The closely watched case of Martin Gill, who has sued the state of Florida for the right to adopt the two boys he and his partner have been fostering since 2004, awaits an appeals court ruling after a hearing in August. A lower court had ruled in his favor in November 2008. In a related, but federal, vein, U.S. Rep. Pete Stark (D-CA) introduced the Every Child Deserves a Family Act, “which would restrict federal funds for states that discriminate in adoption or foster programs on the basis of marital status, sexual orientation or gender identity.” The bill is now in committee.
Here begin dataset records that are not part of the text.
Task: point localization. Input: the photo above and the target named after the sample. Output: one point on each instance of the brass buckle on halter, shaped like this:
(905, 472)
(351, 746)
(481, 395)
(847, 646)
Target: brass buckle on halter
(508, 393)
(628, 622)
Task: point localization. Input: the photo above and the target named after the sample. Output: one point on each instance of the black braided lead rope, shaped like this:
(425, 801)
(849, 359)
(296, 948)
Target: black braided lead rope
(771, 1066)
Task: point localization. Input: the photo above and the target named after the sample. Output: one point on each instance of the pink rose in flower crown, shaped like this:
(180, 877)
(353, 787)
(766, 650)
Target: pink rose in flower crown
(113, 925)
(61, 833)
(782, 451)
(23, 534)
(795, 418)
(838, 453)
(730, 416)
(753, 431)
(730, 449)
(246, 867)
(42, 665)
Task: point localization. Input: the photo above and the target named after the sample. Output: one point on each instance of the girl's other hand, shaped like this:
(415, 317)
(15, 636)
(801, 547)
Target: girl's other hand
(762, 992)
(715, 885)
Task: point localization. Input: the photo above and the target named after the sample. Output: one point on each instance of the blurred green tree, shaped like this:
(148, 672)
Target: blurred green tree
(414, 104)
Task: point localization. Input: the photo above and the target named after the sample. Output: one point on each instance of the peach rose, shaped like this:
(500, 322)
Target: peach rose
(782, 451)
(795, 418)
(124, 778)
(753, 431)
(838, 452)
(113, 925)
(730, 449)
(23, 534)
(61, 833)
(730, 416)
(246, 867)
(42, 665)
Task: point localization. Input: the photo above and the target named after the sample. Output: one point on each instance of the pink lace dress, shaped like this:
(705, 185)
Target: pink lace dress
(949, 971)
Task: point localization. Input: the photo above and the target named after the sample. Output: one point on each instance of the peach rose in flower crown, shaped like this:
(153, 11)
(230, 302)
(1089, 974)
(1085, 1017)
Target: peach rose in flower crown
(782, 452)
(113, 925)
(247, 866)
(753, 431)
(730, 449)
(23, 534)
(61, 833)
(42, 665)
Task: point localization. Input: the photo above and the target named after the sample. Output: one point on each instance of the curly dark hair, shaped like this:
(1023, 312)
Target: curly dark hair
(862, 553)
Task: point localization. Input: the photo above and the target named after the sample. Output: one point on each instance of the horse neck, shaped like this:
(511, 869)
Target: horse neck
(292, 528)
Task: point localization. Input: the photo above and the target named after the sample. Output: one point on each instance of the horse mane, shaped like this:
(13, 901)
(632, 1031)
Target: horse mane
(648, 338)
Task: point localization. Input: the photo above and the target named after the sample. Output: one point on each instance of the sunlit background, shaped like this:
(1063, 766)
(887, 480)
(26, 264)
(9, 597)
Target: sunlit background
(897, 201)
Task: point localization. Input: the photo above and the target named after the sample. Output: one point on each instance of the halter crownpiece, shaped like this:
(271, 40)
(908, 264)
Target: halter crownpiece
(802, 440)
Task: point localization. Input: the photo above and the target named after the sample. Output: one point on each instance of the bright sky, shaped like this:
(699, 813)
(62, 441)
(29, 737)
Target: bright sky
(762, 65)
Several parties in the cases above tried to use the state or federal lack of marriage recognition to deny a parent her rights. The Department of Justice, however, in its reply brief to Smelt v. United States—one of the challenges to the Defense of Marriage Act (DOMA)—stated explicitly that the government has no interest in creating a legal structure that promotes child rearing by both biological parents, and that it “does not believe that DOMA is rationally related to any legitimate government interests in procreation and child-rearing.” That’s good for the anti-DOMA fight; it may also make it harder to cite DOMA as a reason for denying non-biological parents (or non-legal parents in an adoptive couple) their parental rights. (The DOJ did note, however, that for the moment it must continue to defend DOMA, because it is a federal statute; it simply won’t do so on the basis of arguments related to child rearing.)
If LGBT families still have a long way to go before we are fully recognized throughout our country, there are at least some promising signs of change. We will have our work cut out for us in 2010.
I am indebted to lawyer Nancy Polikoff for her coverage of many of the above lawsuits at beyondstraightandgaymarriage.blogspot.com. Any mistakes above are mine, however.